ビスコースとは?レーヨン素材を詳しく知る
ビスコースは元々「人工シルク」として利用されていました。
その名前の通り、シルクのような質感、ドレープ感が特徴の素材です。
ビスコースはレーヨンの一種で、一般にレーヨンといわれるものはビスコース・レーヨンのことを示しています。
ビスコース=レーヨン?
ビスコースをちゃんと知るには、レーヨンのことも知る必要があります。
レーヨンという素材
レーヨンは木材パルプ(木のくず)が原料。
木材の中にあるセルロースを取り出して糸にします。
セルロースから再生されて作られる繊維の総称がレーヨンです。
セルロースについてはこちらの記事が参考になります。
シキボウ 繊維事業情報/素材ラインアップ/セルグリーン
レーヨンは、原料や製法の違いによってさらに細かく分けられます。
- ビスコース・レーヨン
- キュプラ
- ポリノジック
- リヨセル(テンセル)
レーヨンを作る中でもビスコース法で作られたものが「ビスコース・レーヨン」といわれるものです。
ビスコースの長所
シルクのような光沢があり、つるんとした肌触り、なめらかでさらりとした感触。
軽くて丈夫。
静電気を起こしにくい。
吸湿性・吸水性に優れている。
体にフィットしやすい。
染色・プリントしやすく、発色が良い。
色落ちしにくく、日焼けしにくい。
リッチな質感を活かして、ワンピース、スカート、ブラウスなどのエレガントスタイルの生地に使われます。
ビスコースの弱点
弱点は水に弱いこと。水シミができやすい。
濡れると長所である強度が半分ほど低下します。
水がついたまま放っておくとシミになる可能性があるので、ついてしまった場合はすぐに乾かしましょう。
摩擦にも弱いです。擦れると白くなったりします。
洗濯すると縮みやすく、シワになりやすいのも難点。
吸湿・吸水性に優れているのに、弱点が「水」なのです…
いい面とわるい面がバッティング…
長持ちさせるためには、汗をかきやすい場面や、直接素肌に着ることは避けた方がいいですね。
洗濯にも注意が必要です。
ビスコースの洗濯
ビスコースは水に弱いので、洗濯は「おまかせ」にしないように。
洗濯する際は洗濯ネットに入れて手洗いコースは必須。
もしくは、手洗い・ドライクリーニングにしましょう。
ゴシゴシこすったり、ギューっと絞るのもNG。
長時間水につけてしまうと縮む可能性が高くなるので、その前に洗濯を終わらせましょう。

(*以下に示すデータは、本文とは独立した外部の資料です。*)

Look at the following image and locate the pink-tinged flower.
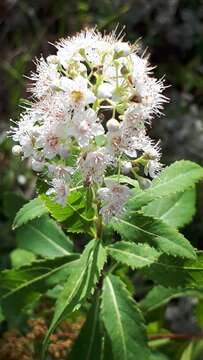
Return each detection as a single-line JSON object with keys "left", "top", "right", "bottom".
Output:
{"left": 46, "top": 178, "right": 69, "bottom": 207}
{"left": 97, "top": 179, "right": 132, "bottom": 223}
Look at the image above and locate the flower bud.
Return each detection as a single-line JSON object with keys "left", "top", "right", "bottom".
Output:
{"left": 97, "top": 83, "right": 114, "bottom": 98}
{"left": 122, "top": 161, "right": 132, "bottom": 174}
{"left": 121, "top": 65, "right": 130, "bottom": 75}
{"left": 114, "top": 43, "right": 130, "bottom": 57}
{"left": 17, "top": 174, "right": 27, "bottom": 185}
{"left": 12, "top": 145, "right": 22, "bottom": 156}
{"left": 106, "top": 118, "right": 120, "bottom": 132}
{"left": 31, "top": 159, "right": 44, "bottom": 172}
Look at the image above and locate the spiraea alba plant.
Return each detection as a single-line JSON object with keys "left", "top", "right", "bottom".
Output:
{"left": 3, "top": 29, "right": 203, "bottom": 359}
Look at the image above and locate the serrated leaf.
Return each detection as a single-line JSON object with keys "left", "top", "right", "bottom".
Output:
{"left": 69, "top": 293, "right": 102, "bottom": 360}
{"left": 40, "top": 192, "right": 83, "bottom": 222}
{"left": 127, "top": 161, "right": 203, "bottom": 211}
{"left": 101, "top": 274, "right": 150, "bottom": 360}
{"left": 40, "top": 190, "right": 94, "bottom": 234}
{"left": 112, "top": 212, "right": 196, "bottom": 259}
{"left": 140, "top": 285, "right": 203, "bottom": 314}
{"left": 13, "top": 198, "right": 48, "bottom": 229}
{"left": 142, "top": 188, "right": 196, "bottom": 228}
{"left": 0, "top": 254, "right": 78, "bottom": 317}
{"left": 108, "top": 242, "right": 160, "bottom": 269}
{"left": 44, "top": 239, "right": 107, "bottom": 352}
{"left": 141, "top": 251, "right": 203, "bottom": 287}
{"left": 16, "top": 215, "right": 73, "bottom": 258}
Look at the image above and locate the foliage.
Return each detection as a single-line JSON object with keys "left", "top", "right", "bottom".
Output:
{"left": 0, "top": 160, "right": 203, "bottom": 359}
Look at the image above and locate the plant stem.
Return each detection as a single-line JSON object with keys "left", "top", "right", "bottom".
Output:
{"left": 149, "top": 332, "right": 203, "bottom": 341}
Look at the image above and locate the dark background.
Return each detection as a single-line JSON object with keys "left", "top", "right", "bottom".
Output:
{"left": 0, "top": 0, "right": 203, "bottom": 260}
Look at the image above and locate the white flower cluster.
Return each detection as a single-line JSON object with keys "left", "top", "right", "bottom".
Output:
{"left": 10, "top": 29, "right": 168, "bottom": 222}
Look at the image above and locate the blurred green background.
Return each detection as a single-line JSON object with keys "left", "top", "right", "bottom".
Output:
{"left": 0, "top": 0, "right": 203, "bottom": 261}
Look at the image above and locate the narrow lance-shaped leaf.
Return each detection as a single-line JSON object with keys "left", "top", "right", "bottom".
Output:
{"left": 13, "top": 198, "right": 48, "bottom": 229}
{"left": 127, "top": 161, "right": 203, "bottom": 211}
{"left": 112, "top": 212, "right": 196, "bottom": 259}
{"left": 101, "top": 274, "right": 151, "bottom": 360}
{"left": 0, "top": 254, "right": 78, "bottom": 316}
{"left": 107, "top": 242, "right": 160, "bottom": 269}
{"left": 69, "top": 292, "right": 102, "bottom": 360}
{"left": 17, "top": 215, "right": 73, "bottom": 258}
{"left": 142, "top": 188, "right": 196, "bottom": 228}
{"left": 43, "top": 239, "right": 107, "bottom": 352}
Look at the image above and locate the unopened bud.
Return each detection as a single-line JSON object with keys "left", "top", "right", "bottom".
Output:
{"left": 121, "top": 65, "right": 130, "bottom": 75}
{"left": 97, "top": 83, "right": 114, "bottom": 98}
{"left": 106, "top": 118, "right": 120, "bottom": 132}
{"left": 114, "top": 43, "right": 130, "bottom": 57}
{"left": 12, "top": 145, "right": 22, "bottom": 156}
{"left": 31, "top": 159, "right": 44, "bottom": 172}
{"left": 122, "top": 161, "right": 132, "bottom": 174}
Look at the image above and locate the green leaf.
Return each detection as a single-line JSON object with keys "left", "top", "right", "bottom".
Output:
{"left": 101, "top": 274, "right": 150, "bottom": 360}
{"left": 180, "top": 342, "right": 194, "bottom": 360}
{"left": 112, "top": 212, "right": 196, "bottom": 259}
{"left": 13, "top": 198, "right": 48, "bottom": 229}
{"left": 44, "top": 239, "right": 107, "bottom": 351}
{"left": 10, "top": 249, "right": 36, "bottom": 267}
{"left": 40, "top": 190, "right": 94, "bottom": 234}
{"left": 142, "top": 251, "right": 203, "bottom": 288}
{"left": 140, "top": 285, "right": 203, "bottom": 314}
{"left": 127, "top": 161, "right": 203, "bottom": 211}
{"left": 0, "top": 255, "right": 78, "bottom": 316}
{"left": 16, "top": 215, "right": 73, "bottom": 258}
{"left": 150, "top": 350, "right": 169, "bottom": 360}
{"left": 3, "top": 192, "right": 26, "bottom": 222}
{"left": 142, "top": 188, "right": 196, "bottom": 228}
{"left": 69, "top": 293, "right": 102, "bottom": 360}
{"left": 105, "top": 175, "right": 140, "bottom": 189}
{"left": 108, "top": 242, "right": 160, "bottom": 269}
{"left": 0, "top": 306, "right": 4, "bottom": 323}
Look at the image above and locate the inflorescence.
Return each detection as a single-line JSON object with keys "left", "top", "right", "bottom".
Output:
{"left": 10, "top": 29, "right": 168, "bottom": 223}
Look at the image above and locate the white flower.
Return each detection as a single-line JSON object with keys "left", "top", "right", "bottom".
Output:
{"left": 29, "top": 58, "right": 61, "bottom": 98}
{"left": 47, "top": 164, "right": 74, "bottom": 179}
{"left": 97, "top": 179, "right": 132, "bottom": 223}
{"left": 130, "top": 77, "right": 168, "bottom": 120}
{"left": 46, "top": 178, "right": 69, "bottom": 206}
{"left": 80, "top": 149, "right": 112, "bottom": 185}
{"left": 60, "top": 76, "right": 96, "bottom": 107}
{"left": 68, "top": 108, "right": 104, "bottom": 147}
{"left": 143, "top": 143, "right": 163, "bottom": 178}
{"left": 97, "top": 83, "right": 114, "bottom": 99}
{"left": 107, "top": 128, "right": 138, "bottom": 158}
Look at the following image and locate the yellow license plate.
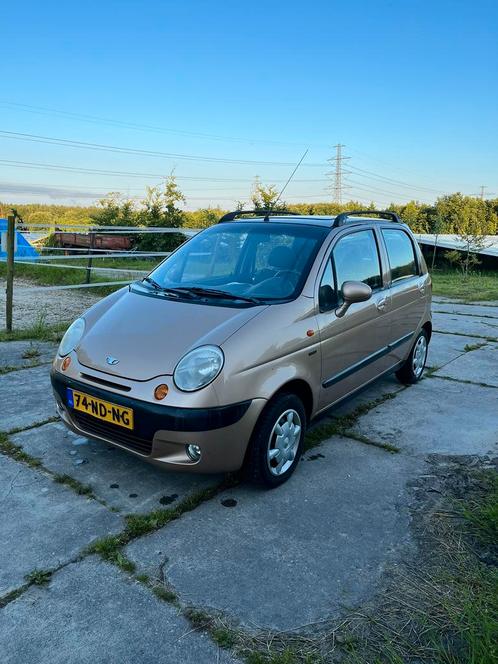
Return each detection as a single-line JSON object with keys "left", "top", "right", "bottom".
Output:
{"left": 67, "top": 388, "right": 134, "bottom": 430}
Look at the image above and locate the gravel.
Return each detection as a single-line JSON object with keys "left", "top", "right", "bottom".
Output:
{"left": 0, "top": 277, "right": 101, "bottom": 328}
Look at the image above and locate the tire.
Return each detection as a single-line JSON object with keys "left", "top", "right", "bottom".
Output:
{"left": 395, "top": 329, "right": 429, "bottom": 385}
{"left": 244, "top": 393, "right": 306, "bottom": 488}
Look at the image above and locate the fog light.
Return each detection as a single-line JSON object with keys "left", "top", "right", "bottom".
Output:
{"left": 61, "top": 356, "right": 71, "bottom": 371}
{"left": 186, "top": 444, "right": 201, "bottom": 462}
{"left": 154, "top": 383, "right": 169, "bottom": 400}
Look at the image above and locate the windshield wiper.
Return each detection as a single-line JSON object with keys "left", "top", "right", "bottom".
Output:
{"left": 142, "top": 277, "right": 195, "bottom": 299}
{"left": 174, "top": 286, "right": 261, "bottom": 304}
{"left": 143, "top": 276, "right": 163, "bottom": 290}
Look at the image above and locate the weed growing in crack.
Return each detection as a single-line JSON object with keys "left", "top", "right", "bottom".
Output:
{"left": 22, "top": 344, "right": 41, "bottom": 360}
{"left": 53, "top": 474, "right": 94, "bottom": 497}
{"left": 24, "top": 569, "right": 52, "bottom": 586}
{"left": 304, "top": 392, "right": 399, "bottom": 453}
{"left": 0, "top": 433, "right": 42, "bottom": 467}
{"left": 87, "top": 483, "right": 231, "bottom": 576}
{"left": 464, "top": 342, "right": 487, "bottom": 352}
{"left": 7, "top": 416, "right": 60, "bottom": 436}
{"left": 152, "top": 586, "right": 178, "bottom": 604}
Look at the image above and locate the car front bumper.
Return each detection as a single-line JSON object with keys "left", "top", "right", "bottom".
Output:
{"left": 51, "top": 369, "right": 266, "bottom": 473}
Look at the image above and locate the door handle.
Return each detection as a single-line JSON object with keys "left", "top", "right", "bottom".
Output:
{"left": 418, "top": 281, "right": 426, "bottom": 294}
{"left": 376, "top": 297, "right": 387, "bottom": 311}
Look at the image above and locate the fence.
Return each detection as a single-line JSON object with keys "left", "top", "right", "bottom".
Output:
{"left": 1, "top": 216, "right": 200, "bottom": 331}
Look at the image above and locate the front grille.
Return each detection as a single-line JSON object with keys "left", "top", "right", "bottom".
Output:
{"left": 79, "top": 373, "right": 131, "bottom": 392}
{"left": 71, "top": 411, "right": 152, "bottom": 456}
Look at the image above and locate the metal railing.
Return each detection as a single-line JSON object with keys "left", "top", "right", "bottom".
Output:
{"left": 1, "top": 217, "right": 201, "bottom": 331}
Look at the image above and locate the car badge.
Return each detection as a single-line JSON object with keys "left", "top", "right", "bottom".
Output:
{"left": 106, "top": 355, "right": 119, "bottom": 366}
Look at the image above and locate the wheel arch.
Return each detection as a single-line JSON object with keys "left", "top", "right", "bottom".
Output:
{"left": 422, "top": 320, "right": 432, "bottom": 341}
{"left": 270, "top": 378, "right": 314, "bottom": 424}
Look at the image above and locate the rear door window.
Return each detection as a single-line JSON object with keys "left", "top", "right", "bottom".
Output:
{"left": 381, "top": 229, "right": 418, "bottom": 282}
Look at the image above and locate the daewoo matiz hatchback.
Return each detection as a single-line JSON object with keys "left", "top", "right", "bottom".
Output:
{"left": 51, "top": 210, "right": 432, "bottom": 487}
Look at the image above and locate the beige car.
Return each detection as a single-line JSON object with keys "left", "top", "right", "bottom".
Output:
{"left": 51, "top": 210, "right": 431, "bottom": 487}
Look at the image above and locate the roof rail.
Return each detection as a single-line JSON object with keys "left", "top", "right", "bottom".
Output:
{"left": 218, "top": 209, "right": 299, "bottom": 223}
{"left": 333, "top": 210, "right": 402, "bottom": 227}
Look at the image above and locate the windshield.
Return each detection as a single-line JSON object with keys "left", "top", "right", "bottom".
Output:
{"left": 145, "top": 222, "right": 329, "bottom": 304}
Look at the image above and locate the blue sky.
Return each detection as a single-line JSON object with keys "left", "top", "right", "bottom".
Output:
{"left": 1, "top": 0, "right": 497, "bottom": 209}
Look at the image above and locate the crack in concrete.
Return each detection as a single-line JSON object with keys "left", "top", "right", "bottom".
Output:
{"left": 434, "top": 309, "right": 498, "bottom": 320}
{"left": 0, "top": 556, "right": 79, "bottom": 609}
{"left": 434, "top": 329, "right": 498, "bottom": 342}
{"left": 0, "top": 360, "right": 52, "bottom": 376}
{"left": 426, "top": 374, "right": 498, "bottom": 390}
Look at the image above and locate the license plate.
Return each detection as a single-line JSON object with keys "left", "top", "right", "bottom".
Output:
{"left": 67, "top": 388, "right": 134, "bottom": 430}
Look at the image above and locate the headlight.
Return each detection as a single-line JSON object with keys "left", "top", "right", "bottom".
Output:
{"left": 58, "top": 318, "right": 85, "bottom": 357}
{"left": 174, "top": 345, "right": 224, "bottom": 392}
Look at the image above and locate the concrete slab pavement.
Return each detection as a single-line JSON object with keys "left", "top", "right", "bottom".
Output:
{"left": 11, "top": 420, "right": 221, "bottom": 513}
{"left": 0, "top": 455, "right": 122, "bottom": 596}
{"left": 126, "top": 438, "right": 424, "bottom": 631}
{"left": 0, "top": 558, "right": 238, "bottom": 664}
{"left": 351, "top": 378, "right": 498, "bottom": 457}
{"left": 0, "top": 364, "right": 55, "bottom": 431}
{"left": 0, "top": 341, "right": 57, "bottom": 370}
{"left": 426, "top": 332, "right": 489, "bottom": 369}
{"left": 433, "top": 311, "right": 498, "bottom": 338}
{"left": 435, "top": 342, "right": 498, "bottom": 387}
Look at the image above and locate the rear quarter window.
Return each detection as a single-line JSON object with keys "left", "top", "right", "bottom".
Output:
{"left": 381, "top": 228, "right": 419, "bottom": 282}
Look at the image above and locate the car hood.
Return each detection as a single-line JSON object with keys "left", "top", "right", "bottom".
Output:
{"left": 77, "top": 286, "right": 265, "bottom": 380}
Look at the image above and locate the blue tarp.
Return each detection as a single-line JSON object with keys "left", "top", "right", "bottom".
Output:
{"left": 0, "top": 218, "right": 39, "bottom": 259}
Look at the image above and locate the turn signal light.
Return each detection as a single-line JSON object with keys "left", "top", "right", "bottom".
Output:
{"left": 61, "top": 356, "right": 71, "bottom": 371}
{"left": 154, "top": 384, "right": 169, "bottom": 400}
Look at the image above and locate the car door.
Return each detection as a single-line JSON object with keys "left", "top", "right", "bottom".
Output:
{"left": 379, "top": 226, "right": 428, "bottom": 364}
{"left": 316, "top": 228, "right": 393, "bottom": 411}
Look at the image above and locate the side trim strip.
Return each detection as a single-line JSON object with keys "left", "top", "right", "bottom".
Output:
{"left": 322, "top": 331, "right": 415, "bottom": 388}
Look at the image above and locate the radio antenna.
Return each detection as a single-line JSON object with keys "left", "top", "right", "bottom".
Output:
{"left": 271, "top": 148, "right": 309, "bottom": 212}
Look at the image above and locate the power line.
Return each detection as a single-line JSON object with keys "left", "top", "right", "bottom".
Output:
{"left": 0, "top": 130, "right": 326, "bottom": 168}
{"left": 0, "top": 158, "right": 330, "bottom": 183}
{"left": 0, "top": 100, "right": 315, "bottom": 148}
{"left": 347, "top": 165, "right": 447, "bottom": 195}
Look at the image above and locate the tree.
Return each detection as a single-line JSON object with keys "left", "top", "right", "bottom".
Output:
{"left": 427, "top": 212, "right": 444, "bottom": 270}
{"left": 251, "top": 178, "right": 286, "bottom": 211}
{"left": 435, "top": 193, "right": 494, "bottom": 275}
{"left": 90, "top": 192, "right": 137, "bottom": 227}
{"left": 184, "top": 207, "right": 226, "bottom": 229}
{"left": 135, "top": 176, "right": 187, "bottom": 252}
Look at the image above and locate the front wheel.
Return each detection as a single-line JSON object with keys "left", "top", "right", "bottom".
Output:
{"left": 395, "top": 329, "right": 429, "bottom": 384}
{"left": 244, "top": 393, "right": 306, "bottom": 488}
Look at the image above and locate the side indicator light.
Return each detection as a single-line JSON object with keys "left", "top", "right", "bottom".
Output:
{"left": 306, "top": 329, "right": 315, "bottom": 337}
{"left": 61, "top": 356, "right": 71, "bottom": 371}
{"left": 154, "top": 384, "right": 169, "bottom": 400}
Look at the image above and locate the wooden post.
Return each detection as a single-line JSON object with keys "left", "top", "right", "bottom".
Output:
{"left": 85, "top": 231, "right": 96, "bottom": 284}
{"left": 5, "top": 214, "right": 15, "bottom": 332}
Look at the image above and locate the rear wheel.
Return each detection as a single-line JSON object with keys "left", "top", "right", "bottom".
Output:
{"left": 395, "top": 329, "right": 429, "bottom": 384}
{"left": 244, "top": 393, "right": 306, "bottom": 488}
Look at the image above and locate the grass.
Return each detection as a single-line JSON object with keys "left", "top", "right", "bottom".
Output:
{"left": 338, "top": 466, "right": 498, "bottom": 664}
{"left": 0, "top": 256, "right": 157, "bottom": 297}
{"left": 0, "top": 432, "right": 42, "bottom": 468}
{"left": 0, "top": 315, "right": 67, "bottom": 343}
{"left": 21, "top": 343, "right": 41, "bottom": 359}
{"left": 24, "top": 569, "right": 52, "bottom": 586}
{"left": 462, "top": 470, "right": 498, "bottom": 548}
{"left": 87, "top": 484, "right": 223, "bottom": 572}
{"left": 431, "top": 268, "right": 498, "bottom": 301}
{"left": 464, "top": 342, "right": 487, "bottom": 352}
{"left": 53, "top": 473, "right": 94, "bottom": 497}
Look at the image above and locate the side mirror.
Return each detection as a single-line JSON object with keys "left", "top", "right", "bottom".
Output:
{"left": 335, "top": 280, "right": 372, "bottom": 318}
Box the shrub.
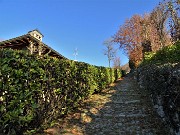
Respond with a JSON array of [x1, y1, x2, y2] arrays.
[[141, 41, 180, 66]]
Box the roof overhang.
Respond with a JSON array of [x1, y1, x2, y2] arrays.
[[0, 34, 67, 59]]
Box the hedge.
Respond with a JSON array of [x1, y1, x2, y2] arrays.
[[0, 49, 122, 134]]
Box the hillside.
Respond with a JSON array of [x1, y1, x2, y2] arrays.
[[121, 63, 130, 73]]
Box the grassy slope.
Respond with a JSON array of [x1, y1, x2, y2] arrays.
[[141, 41, 180, 66]]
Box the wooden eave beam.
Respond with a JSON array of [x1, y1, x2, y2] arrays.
[[0, 42, 25, 47], [49, 51, 62, 58], [0, 41, 12, 45], [16, 39, 27, 44], [19, 39, 28, 43]]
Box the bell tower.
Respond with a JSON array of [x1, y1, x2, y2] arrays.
[[28, 29, 44, 41]]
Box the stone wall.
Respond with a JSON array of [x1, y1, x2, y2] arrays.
[[136, 63, 180, 135]]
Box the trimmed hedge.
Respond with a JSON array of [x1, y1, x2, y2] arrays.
[[0, 49, 121, 134]]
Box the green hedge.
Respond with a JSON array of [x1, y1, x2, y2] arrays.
[[0, 49, 122, 134], [141, 41, 180, 65]]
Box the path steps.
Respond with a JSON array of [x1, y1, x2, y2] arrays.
[[49, 76, 169, 135], [84, 77, 168, 135]]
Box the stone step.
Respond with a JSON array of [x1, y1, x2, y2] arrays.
[[120, 90, 136, 92], [107, 105, 145, 110], [110, 100, 141, 104], [113, 94, 142, 96], [101, 112, 148, 118]]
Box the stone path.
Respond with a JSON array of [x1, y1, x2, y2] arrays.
[[45, 75, 169, 135]]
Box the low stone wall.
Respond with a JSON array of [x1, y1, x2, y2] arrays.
[[136, 63, 180, 135]]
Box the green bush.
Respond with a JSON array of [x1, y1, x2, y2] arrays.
[[0, 49, 122, 134], [121, 70, 126, 77], [141, 41, 180, 66], [129, 59, 136, 70], [114, 68, 122, 80]]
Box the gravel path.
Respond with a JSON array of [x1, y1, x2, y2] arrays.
[[45, 75, 169, 135]]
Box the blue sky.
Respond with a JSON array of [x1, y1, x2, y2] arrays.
[[0, 0, 161, 67]]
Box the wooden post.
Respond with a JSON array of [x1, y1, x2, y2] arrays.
[[27, 40, 34, 54], [38, 43, 43, 56]]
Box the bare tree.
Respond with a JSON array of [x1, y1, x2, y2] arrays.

数十秒程で素早く洗う、サッとすすいですぐに脱水して干す。
洗濯に気をつけることで長持ちするかどうかが変わってきます。
また、アイロンがけも注意。
シワになりやすいビスコースはアイロンがけしたくなります。
最大温度は160℃まで。中温(140〜160℃)の設定、またはスチームアイロンで。
当て布をしてアイロンをかけることで生地に直接アイロンの影響を与えずにすみます。
たたむとシワになりやすいので、保管はハンガーに吊るすのが良いです。
素材を知って長持ちさせる
ビスコースはシルクのような素材感が魅力的なのですが、シルクのようにデリケートに取り扱わなければ長持ちしない素材でもあります。
素材を知り、お気に入りの服を長持ちさせましょ。